Folgender Sachverhalt war zu bewerten: Ein öffentlicher Auftraggeber verpflichtete sich, die ihm von einem anderen öffentlichen Auftraggeber überlassenen Abfälle gegen Erstattung der dafür entstehenden Kosten in seiner mechanisch-biologischen Abfallbehandlungsanlage zu behandeln. Im Rahmen der Kooperation erklärte sich der öffentliche Auftraggeber, dessen Abfälle in der Abfallbehandlungsanlage behandelt wurden, bereit, Teilmengen mineralischer Abfälle vom anderen öffentlichen Auftraggeber, dem Betreiber der mechanisch-biologischen Behandlungsanlage, zu übernehmen. Die Menge der zu übernehmenden mineralischen Abfälle sollte sich nach der Leistungsfähigkeit richten und im Einzelnen zwischen den Beteiligten unter Berücksichtigung der wechselseitigen Interessen vereinbart werden. Im Rahmen des Vergabenachprüfungsverfahrens wurde deutlich, dass es sich bei der Erklärung der Bereitschaft, mineralische Abfälle zu übernehmen, um eine bloße Absichtserklärung handelte, die letztlich gegenstandslos war.

Das OLG Koblenz legte dem EuGH die Frage vor, ob eine Zusammenarbeit im Sinn des Art. 12 Abs. 4 RL 2014/24/EU schon dann vorliegt, wenn ein öffentlicher Auftraggeber einen anderen öffentlichen Auftraggeber beauftragt, einen notwendigen Teilschritt der Abfallentsorgung gegen Entgelt (Kostenerstattung) auszuführen.

Dies verneint der EuGH.

Der Begriff der Zusammenarbeit sei zwar in der Vergaberichtlinie nicht definiert. Erforderlich sei jedoch eine „echte Zusammenarbeit“. Der Aufbau einer Zusammenarbeit zwischen Einrichtungen des öffentlichen Sektors habe eine ihrem Wesen nach „kollaborative Dimension“. Die Ausarbeitung einer Kooperationsvereinbarung setze deshalb voraus, dass die Einrichtungen des öffentlichen Sektors, die eine solche Vereinbarung treffen wollen, gemeinsam ihren Bedarf und die Lösungen dafür definieren. Eine Zusammenarbeit zwischen Einrichtungen des öffentlichen Sektors beruhe auf einer gemeinsamen Strategie der Partner dieser Zusammenarbeit und setze voraus, dass die öffentlichen Auftraggeber ihre Anstrengungen zur Erbringung von öffentlichen Dienstleistungen bündeln.

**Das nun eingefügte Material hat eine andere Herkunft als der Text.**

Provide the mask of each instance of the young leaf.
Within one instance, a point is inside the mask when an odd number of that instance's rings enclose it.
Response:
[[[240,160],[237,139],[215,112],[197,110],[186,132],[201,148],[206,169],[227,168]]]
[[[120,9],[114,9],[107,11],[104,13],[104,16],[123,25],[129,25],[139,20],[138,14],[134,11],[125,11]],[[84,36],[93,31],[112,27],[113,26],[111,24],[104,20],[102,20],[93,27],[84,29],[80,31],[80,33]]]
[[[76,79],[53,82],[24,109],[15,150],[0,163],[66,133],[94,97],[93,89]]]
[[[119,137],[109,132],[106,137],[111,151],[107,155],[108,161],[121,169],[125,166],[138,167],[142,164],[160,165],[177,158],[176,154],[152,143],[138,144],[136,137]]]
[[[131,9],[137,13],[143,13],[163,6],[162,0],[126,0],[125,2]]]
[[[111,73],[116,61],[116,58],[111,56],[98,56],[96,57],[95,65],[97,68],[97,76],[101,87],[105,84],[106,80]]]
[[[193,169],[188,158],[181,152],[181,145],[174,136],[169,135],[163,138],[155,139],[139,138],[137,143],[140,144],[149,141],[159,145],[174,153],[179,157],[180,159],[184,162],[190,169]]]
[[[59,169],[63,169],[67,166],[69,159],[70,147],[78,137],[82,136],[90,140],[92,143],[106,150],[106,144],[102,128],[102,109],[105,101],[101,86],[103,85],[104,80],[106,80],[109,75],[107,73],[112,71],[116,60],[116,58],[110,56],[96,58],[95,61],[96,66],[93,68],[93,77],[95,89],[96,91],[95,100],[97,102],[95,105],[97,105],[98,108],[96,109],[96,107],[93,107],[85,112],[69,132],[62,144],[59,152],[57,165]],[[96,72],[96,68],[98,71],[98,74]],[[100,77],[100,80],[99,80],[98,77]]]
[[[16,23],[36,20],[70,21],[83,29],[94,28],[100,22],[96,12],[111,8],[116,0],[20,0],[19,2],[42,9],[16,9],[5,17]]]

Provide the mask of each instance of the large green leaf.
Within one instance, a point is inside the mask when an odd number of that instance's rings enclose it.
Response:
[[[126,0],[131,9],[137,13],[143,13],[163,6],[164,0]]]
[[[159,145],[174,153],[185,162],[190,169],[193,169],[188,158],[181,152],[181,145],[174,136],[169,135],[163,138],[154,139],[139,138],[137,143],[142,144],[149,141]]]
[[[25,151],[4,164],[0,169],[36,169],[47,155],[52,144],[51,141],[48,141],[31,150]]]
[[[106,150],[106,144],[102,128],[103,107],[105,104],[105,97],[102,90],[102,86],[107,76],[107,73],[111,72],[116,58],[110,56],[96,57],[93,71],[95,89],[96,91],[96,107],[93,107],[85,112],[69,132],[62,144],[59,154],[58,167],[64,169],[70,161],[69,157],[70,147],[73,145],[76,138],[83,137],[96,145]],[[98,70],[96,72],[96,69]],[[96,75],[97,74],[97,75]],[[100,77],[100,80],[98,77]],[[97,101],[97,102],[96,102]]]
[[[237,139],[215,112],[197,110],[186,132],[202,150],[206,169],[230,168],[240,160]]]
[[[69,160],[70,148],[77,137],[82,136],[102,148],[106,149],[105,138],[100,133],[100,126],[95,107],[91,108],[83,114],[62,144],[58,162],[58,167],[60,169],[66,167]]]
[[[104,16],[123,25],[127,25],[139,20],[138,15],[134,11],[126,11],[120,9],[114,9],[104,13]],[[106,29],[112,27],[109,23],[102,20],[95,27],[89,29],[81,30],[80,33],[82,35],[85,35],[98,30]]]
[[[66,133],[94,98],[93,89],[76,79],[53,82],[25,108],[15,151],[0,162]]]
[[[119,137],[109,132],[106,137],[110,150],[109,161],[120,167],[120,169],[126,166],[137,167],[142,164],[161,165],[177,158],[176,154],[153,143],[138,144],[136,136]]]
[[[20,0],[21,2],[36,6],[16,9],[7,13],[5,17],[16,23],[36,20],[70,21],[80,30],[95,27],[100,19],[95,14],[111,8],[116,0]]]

Im Gegensatz dazu sei bei der Vergabe eines öffentlichen Auftrags die Phase der Bedarfsprüfung und der Bedarfsdefinition eine einseitige. Der öffentliche Auftraggeber veröffentliche eine Ausschreibung, in der die von ihm selbst festgelegten Spezifikationen aufgeführt sind.

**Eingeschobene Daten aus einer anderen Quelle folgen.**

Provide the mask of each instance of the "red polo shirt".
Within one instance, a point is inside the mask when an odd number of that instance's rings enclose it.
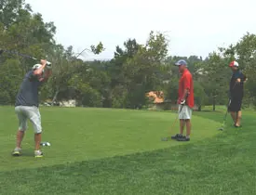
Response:
[[[193,84],[192,74],[187,69],[184,70],[179,81],[178,104],[181,103],[181,100],[183,97],[183,93],[185,89],[188,89],[188,93],[189,93],[186,99],[186,105],[188,105],[190,108],[193,108],[194,107],[194,84]]]

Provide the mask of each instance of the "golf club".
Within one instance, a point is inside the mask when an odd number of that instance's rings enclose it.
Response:
[[[188,97],[188,94],[186,95],[185,99],[187,98],[187,97]],[[180,115],[180,113],[182,112],[183,106],[184,106],[184,104],[182,104],[182,107],[181,107],[181,110],[180,110],[180,111],[179,111],[179,114],[178,114],[178,116],[176,117],[174,123],[172,124],[171,129],[174,127],[174,124],[175,124],[176,122],[178,121],[179,115]],[[168,137],[162,137],[162,138],[161,138],[162,141],[168,141],[168,139],[171,139],[171,137],[168,136]]]
[[[7,53],[9,53],[9,54],[16,54],[16,55],[19,55],[20,57],[24,57],[24,58],[32,58],[32,59],[34,59],[34,60],[39,60],[38,58],[34,58],[34,57],[31,57],[29,55],[25,55],[25,54],[20,54],[19,52],[14,52],[14,51],[10,51],[10,50],[6,50],[6,49],[1,49],[0,48],[0,55],[3,54],[4,52],[7,52]],[[49,61],[47,61],[47,65],[51,65],[51,62]]]

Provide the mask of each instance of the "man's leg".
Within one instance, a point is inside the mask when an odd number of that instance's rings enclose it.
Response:
[[[183,119],[180,119],[180,135],[183,135],[185,123]]]
[[[24,137],[25,132],[23,130],[18,130],[16,136],[16,148],[21,149],[21,142]]]
[[[36,107],[29,108],[29,119],[33,124],[34,131],[34,156],[43,157],[43,152],[40,150],[40,143],[42,139],[42,125],[41,125],[41,114],[39,109]]]
[[[191,122],[190,119],[186,120],[186,137],[190,138],[190,133],[191,133]]]
[[[179,105],[178,107],[178,118],[180,120],[180,134],[176,134],[175,136],[172,136],[172,139],[178,139],[180,137],[182,137],[183,136],[183,130],[184,130],[184,120],[183,120],[183,113],[182,110],[184,109],[184,106],[182,107],[182,105]]]
[[[15,112],[19,119],[19,130],[16,135],[16,148],[14,149],[12,155],[20,156],[21,154],[21,142],[27,129],[27,117],[22,107],[16,107]]]
[[[231,115],[231,117],[232,117],[232,120],[233,120],[233,122],[234,122],[234,124],[236,124],[236,116],[237,116],[237,112],[236,111],[230,111],[230,115]]]
[[[192,109],[190,109],[188,106],[184,107],[183,116],[184,116],[184,121],[186,124],[186,136],[178,138],[178,141],[189,141],[190,140]]]
[[[34,150],[40,150],[41,139],[42,139],[41,133],[34,134]]]
[[[242,111],[239,110],[239,111],[237,111],[237,119],[236,119],[236,122],[235,124],[236,126],[241,125],[241,118],[242,118]]]

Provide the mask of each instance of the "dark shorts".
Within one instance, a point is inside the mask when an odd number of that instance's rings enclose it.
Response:
[[[242,107],[242,99],[243,98],[234,98],[231,99],[231,103],[229,105],[229,111],[239,111]]]

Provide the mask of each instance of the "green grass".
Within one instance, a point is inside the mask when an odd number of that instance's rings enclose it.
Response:
[[[244,127],[216,129],[220,112],[194,112],[191,142],[162,142],[176,114],[108,109],[42,108],[43,159],[13,158],[17,119],[1,108],[0,194],[255,194],[254,112]],[[31,125],[30,125],[31,126]]]

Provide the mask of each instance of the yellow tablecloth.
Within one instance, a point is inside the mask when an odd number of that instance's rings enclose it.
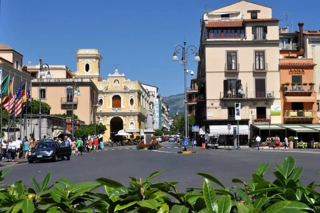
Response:
[[[308,144],[306,143],[299,142],[297,143],[297,148],[301,147],[302,149],[305,149],[307,148],[307,146]]]

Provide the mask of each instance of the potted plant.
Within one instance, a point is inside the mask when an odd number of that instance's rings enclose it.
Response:
[[[288,139],[288,140],[289,141],[289,148],[290,149],[293,149],[293,141],[294,141],[294,137],[293,136],[290,136]]]

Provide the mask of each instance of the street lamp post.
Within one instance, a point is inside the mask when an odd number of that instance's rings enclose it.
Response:
[[[44,64],[48,67],[48,74],[47,74],[47,79],[51,79],[51,74],[50,73],[50,68],[49,65],[46,63],[42,63],[42,59],[40,58],[39,59],[39,63],[40,64],[40,70],[39,73],[39,140],[41,141],[41,81],[42,78],[45,76],[45,73],[44,72],[44,68],[43,65]]]
[[[79,87],[79,86],[75,82],[75,80],[74,79],[72,79],[72,99],[71,100],[72,101],[72,117],[71,118],[71,131],[72,131],[72,136],[71,137],[72,138],[72,140],[74,140],[74,120],[73,118],[74,114],[74,107],[73,106],[73,105],[74,104],[74,96],[75,95],[76,95],[78,96],[81,95],[81,93],[80,92],[80,88]]]
[[[185,104],[185,140],[188,140],[188,118],[187,115],[187,103],[188,100],[187,99],[187,75],[189,71],[190,71],[190,74],[191,75],[194,74],[193,71],[192,70],[188,70],[187,69],[187,67],[188,66],[188,58],[189,55],[194,53],[196,53],[196,56],[195,56],[194,61],[196,62],[198,62],[200,61],[200,57],[199,56],[199,54],[197,51],[197,48],[196,46],[195,45],[190,45],[187,47],[186,47],[187,44],[187,41],[185,40],[183,41],[183,46],[180,44],[177,44],[174,47],[174,51],[173,52],[173,55],[172,56],[172,61],[178,61],[179,60],[178,56],[177,55],[177,53],[178,53],[182,56],[181,60],[180,61],[180,65],[183,66],[184,73],[184,104]],[[189,48],[190,49],[189,50]],[[188,54],[188,50],[190,51],[190,53]]]

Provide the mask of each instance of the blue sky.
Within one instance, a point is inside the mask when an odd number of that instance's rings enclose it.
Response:
[[[204,5],[210,10],[236,2],[2,0],[0,43],[22,54],[24,64],[37,64],[41,55],[44,63],[65,64],[73,71],[77,49],[97,48],[104,58],[101,75],[105,79],[113,73],[116,62],[128,78],[156,86],[168,96],[184,90],[183,68],[171,60],[175,45],[182,44],[185,36],[187,44],[199,47]],[[294,30],[300,21],[305,29],[320,30],[318,0],[255,2],[272,7],[274,18],[288,12],[290,30],[291,20]],[[196,73],[193,57],[188,69]],[[191,78],[188,75],[188,86]]]

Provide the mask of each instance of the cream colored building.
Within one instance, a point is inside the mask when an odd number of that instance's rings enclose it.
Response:
[[[202,132],[228,134],[230,123],[232,133],[236,103],[241,145],[248,144],[258,119],[281,123],[281,116],[271,115],[271,106],[281,104],[278,20],[272,10],[243,0],[204,15],[196,112]]]

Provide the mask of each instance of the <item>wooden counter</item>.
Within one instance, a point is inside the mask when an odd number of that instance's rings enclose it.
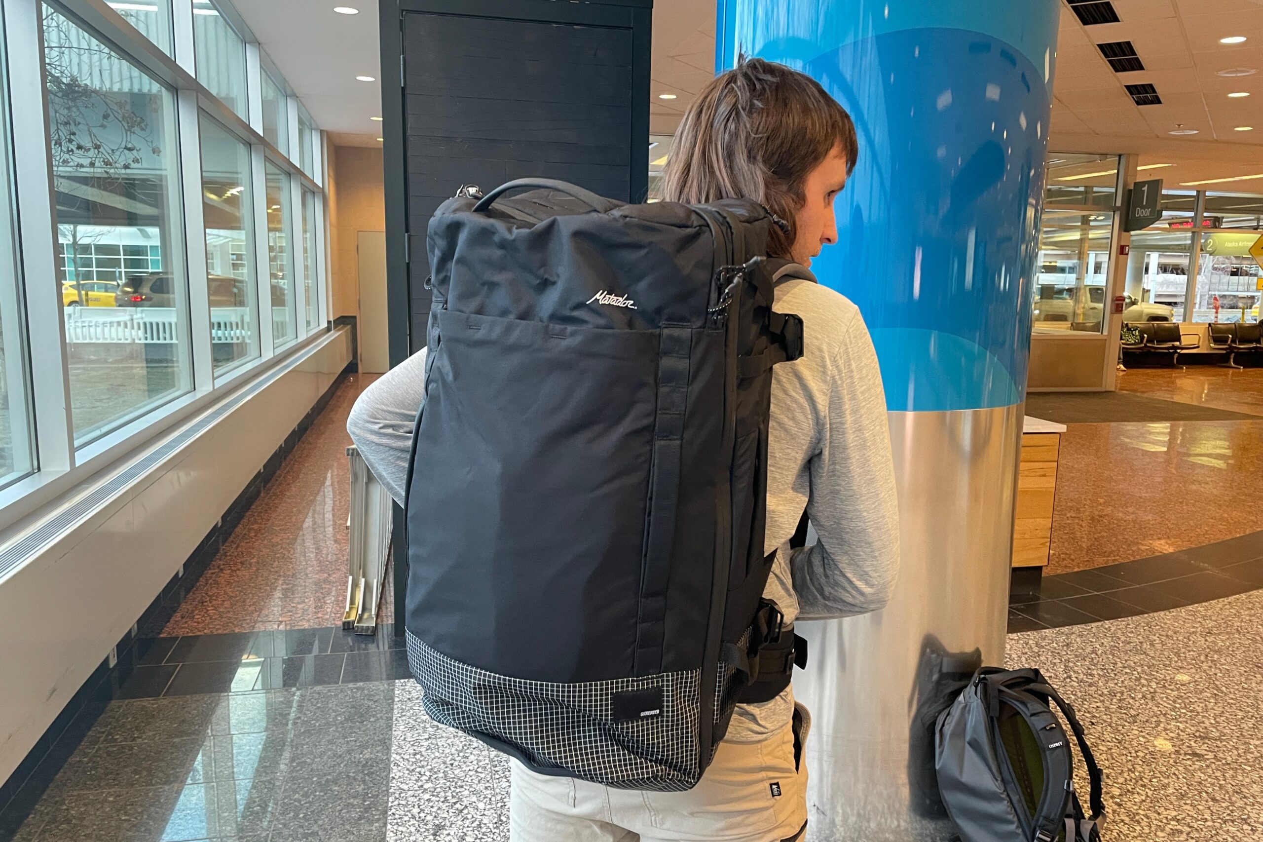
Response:
[[[1052,544],[1057,455],[1061,450],[1061,434],[1066,427],[1027,417],[1023,430],[1017,515],[1013,525],[1013,566],[1046,566]]]

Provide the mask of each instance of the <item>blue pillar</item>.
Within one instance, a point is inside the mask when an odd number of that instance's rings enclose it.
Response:
[[[945,673],[1003,662],[1058,14],[1057,0],[719,4],[719,70],[782,62],[855,120],[839,243],[812,268],[873,334],[899,480],[894,598],[810,623],[813,662],[794,679],[815,714],[813,838],[950,838],[925,718]]]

Die im zu entscheidenden Fall getroffene Vereinbarung sei – so der EuGH – nicht das Ergebnis einer Initiative beider öffentlicher Auftraggeber zur Zusammenarbeit. Vielmehr scheine die Vereinbarung ausschließlich den Erwerb einer Leistung gegen Zahlung eines Entgelts zum Gegenstand zu haben. Der Umstand, dass die Vergütung des Betreibers der mechanisch-biologischen Behandlungsanlage auf eine Kostenerstattung ohne Berücksichtigung von Gewinnzuschlägen beschränkt war, und für die laufenden Betriebskosten erfolgte, und die Tatsache, dass es sich bei der Behandlung von Abfällen nur um eine Teilphase der Abfallentsorgung handelte, genügten dem EuGH nicht als Nachweis einer echten Zusammenarbeit zwischen den beiden öffentlichen Auftraggebern.

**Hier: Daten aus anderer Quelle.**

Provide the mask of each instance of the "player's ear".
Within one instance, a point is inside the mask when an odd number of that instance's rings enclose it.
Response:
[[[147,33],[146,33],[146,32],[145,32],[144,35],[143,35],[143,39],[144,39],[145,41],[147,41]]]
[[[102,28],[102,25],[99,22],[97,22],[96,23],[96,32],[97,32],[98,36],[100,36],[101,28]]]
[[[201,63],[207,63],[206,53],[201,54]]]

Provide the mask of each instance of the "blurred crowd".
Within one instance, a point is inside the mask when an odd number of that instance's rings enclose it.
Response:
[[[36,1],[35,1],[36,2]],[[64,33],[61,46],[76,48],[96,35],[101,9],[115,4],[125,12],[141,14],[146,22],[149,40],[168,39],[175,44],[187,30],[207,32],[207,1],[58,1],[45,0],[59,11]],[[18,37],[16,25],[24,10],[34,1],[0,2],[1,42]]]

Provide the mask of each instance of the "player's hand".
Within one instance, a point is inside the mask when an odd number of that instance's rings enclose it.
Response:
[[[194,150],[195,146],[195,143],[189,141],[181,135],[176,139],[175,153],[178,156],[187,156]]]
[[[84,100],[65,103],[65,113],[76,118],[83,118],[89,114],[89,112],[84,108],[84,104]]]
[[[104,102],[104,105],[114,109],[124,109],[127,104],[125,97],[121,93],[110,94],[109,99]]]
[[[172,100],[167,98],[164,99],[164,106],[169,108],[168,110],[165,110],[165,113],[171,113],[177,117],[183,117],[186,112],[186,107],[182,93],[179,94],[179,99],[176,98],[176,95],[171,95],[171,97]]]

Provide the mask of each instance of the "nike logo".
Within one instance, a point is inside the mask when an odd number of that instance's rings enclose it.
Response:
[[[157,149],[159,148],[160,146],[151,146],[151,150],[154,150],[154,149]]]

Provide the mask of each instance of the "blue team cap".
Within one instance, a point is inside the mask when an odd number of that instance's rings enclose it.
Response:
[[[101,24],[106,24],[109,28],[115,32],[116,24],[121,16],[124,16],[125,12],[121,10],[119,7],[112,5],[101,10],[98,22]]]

Während im Erwägungsgrund 33 der Richtlinie 2014/24/EU noch von einem „kooperativen Konzept“ die Rede ist, auf dem die vergaberechtsfreie öffentlich-öffentliche Zusammenarbeit beruhen muss, entwickelt der EuGH den Begriff der Zusammenarbeit weiter zur „kollaborativen Dimension“. Danach müssen alle Partner einer öffentlich-öffentlichen Zusammenarbeit einen Leistungsbeitrag erbringen, der über die bloße Kostenübernahme hinausgeht, damit die Zusammenarbeit im Sinn des Art. 12 Abs. 4 der Richtlinie 2014/24/EU (bzw. im Sinn des § 108 Abs. 6 GWB) ohne Durchführung eines Vergabeverfahrens vereinbart werden darf. Dies entspricht der Tendenz der Vergabenachprüfungsinstanzen, den Ausnahmetatbestand, dass öffentliche Auftraggeber eine Zusammenarbeit ohne vorausgehendes Vergabeverfahren vereinbaren können, eng auszulegen.